Он повел нас по сводчатому коридору в другую мрачную секцию погреба. Здесь, за рядом ряд, лежали бочки. Шум стоял невообразимый. Сначала я подумал, что он доносится откуда-то снаружи, но в конце концов понял, что он идет из нутра бочек. Когда вино бродит в их коричневом чреве, бочки булькают, скрипят, переругиваются друг с другом, словно базарные торговки. Звук заинтриговывал, хотя и наводил легкий ужас. Создавалось впечатление, будто в каждой бочке томился в заключении некий страшный демон, проклинающий жизнь недоступной пониманию бранью.
— Крестьяне говорят, — сказал Теодор со зловещим наслаждением, слегка касаясь тростью одной из бочек, — крестьяне говорят, что подобные звуки издают утопающие.
— Мальвазия! — взволнованно воскликнул Макс. — Бочки и бочки — мальвазия! Ларри, утопнем вместе!
— Утонем, — автоматически поправил Дональд.
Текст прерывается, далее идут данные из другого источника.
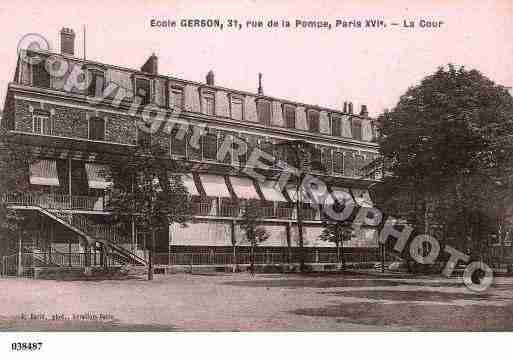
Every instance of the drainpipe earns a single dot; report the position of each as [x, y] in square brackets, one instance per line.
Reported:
[20, 256]
[69, 180]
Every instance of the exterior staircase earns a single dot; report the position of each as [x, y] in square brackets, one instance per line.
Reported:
[91, 232]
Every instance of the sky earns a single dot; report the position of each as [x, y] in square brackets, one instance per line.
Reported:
[315, 66]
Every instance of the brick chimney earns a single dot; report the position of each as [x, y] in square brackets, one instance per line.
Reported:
[68, 41]
[151, 65]
[210, 78]
[364, 111]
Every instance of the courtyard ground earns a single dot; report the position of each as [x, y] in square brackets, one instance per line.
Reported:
[240, 302]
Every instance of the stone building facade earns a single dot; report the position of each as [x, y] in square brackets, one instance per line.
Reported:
[78, 116]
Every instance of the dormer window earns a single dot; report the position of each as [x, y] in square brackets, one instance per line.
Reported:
[236, 108]
[289, 114]
[313, 121]
[336, 125]
[356, 128]
[42, 123]
[208, 103]
[176, 98]
[143, 90]
[264, 112]
[97, 129]
[97, 84]
[39, 75]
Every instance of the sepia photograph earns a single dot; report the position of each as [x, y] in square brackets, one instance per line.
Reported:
[255, 166]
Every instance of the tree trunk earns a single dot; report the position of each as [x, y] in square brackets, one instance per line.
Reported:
[234, 259]
[20, 255]
[338, 252]
[342, 255]
[252, 259]
[150, 257]
[300, 227]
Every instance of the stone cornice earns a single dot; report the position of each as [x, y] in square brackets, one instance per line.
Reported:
[223, 123]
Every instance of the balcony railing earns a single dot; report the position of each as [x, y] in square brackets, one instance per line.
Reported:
[54, 201]
[220, 207]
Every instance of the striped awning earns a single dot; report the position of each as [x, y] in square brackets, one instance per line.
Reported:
[44, 173]
[362, 197]
[271, 191]
[342, 194]
[188, 182]
[214, 186]
[244, 188]
[303, 196]
[96, 175]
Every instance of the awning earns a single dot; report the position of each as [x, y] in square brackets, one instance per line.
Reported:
[214, 186]
[96, 175]
[362, 197]
[244, 188]
[303, 196]
[44, 172]
[188, 182]
[271, 192]
[342, 194]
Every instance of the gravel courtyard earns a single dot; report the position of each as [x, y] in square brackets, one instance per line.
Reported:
[239, 302]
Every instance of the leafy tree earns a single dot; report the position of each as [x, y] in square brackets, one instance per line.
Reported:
[337, 232]
[14, 174]
[298, 154]
[254, 233]
[146, 192]
[449, 161]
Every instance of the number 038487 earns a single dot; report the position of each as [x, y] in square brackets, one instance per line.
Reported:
[26, 346]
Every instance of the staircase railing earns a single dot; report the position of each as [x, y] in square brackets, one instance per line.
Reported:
[108, 236]
[53, 200]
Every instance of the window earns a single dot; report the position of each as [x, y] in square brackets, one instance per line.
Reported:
[289, 113]
[193, 144]
[143, 90]
[336, 126]
[338, 162]
[178, 142]
[236, 108]
[42, 123]
[327, 160]
[208, 103]
[210, 146]
[96, 86]
[356, 129]
[313, 121]
[143, 135]
[264, 112]
[176, 98]
[359, 164]
[96, 129]
[40, 77]
[316, 159]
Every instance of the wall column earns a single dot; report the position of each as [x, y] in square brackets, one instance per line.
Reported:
[69, 181]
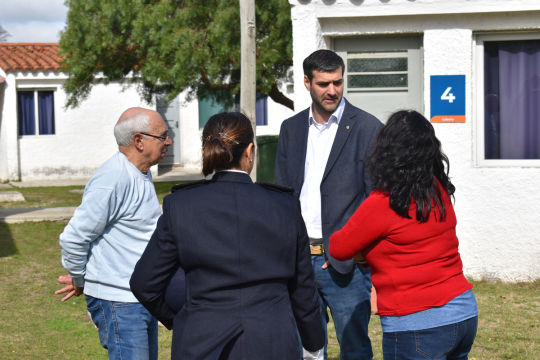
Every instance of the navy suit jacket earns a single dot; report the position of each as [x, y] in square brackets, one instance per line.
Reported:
[346, 183]
[244, 249]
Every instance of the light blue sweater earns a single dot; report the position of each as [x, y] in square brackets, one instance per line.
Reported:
[110, 229]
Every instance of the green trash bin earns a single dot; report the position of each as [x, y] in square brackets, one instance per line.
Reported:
[266, 153]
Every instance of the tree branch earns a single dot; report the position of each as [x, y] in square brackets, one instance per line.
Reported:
[278, 97]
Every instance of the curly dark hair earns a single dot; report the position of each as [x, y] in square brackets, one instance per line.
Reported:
[407, 164]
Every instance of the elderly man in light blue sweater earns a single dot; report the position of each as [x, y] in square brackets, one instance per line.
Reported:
[109, 232]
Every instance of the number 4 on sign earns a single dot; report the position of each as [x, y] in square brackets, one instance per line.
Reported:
[448, 95]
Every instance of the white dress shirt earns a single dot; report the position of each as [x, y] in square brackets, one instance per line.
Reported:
[320, 140]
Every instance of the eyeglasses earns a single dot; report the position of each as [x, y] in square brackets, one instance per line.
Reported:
[164, 139]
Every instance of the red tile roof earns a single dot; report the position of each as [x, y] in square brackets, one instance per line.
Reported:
[29, 56]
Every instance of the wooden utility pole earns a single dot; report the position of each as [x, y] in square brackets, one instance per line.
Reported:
[248, 74]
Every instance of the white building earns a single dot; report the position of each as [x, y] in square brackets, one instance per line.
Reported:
[395, 51]
[42, 140]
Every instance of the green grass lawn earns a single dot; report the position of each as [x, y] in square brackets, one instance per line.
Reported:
[34, 324]
[59, 196]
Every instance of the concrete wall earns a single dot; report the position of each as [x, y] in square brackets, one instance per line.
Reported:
[497, 208]
[84, 136]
— Здесь у вас, конечно, очень интересно, — сказала мама Ставродакису, покривив душой, — только, если позволите, мы с Марго вернулись бы на пляж, пора позаботиться об обеде.
— Интересно, какая сила образуется там, внутри? — задумчиво молвил Лесли, оглядываясь вокруг. — То есть, если силы будет достаточно, чтобы вытолкнуть затычку, какие могут быть последствия?
— Самые плачевные, — сказал Теодор. — Мне как-то довелось видеть человека, жестоко изувеченного вылетевшей из бочки затычкой. — И, словно желая это продемонстрировать, он с силой ткнул тростью в бочку. Мы инстинктивно отскочили.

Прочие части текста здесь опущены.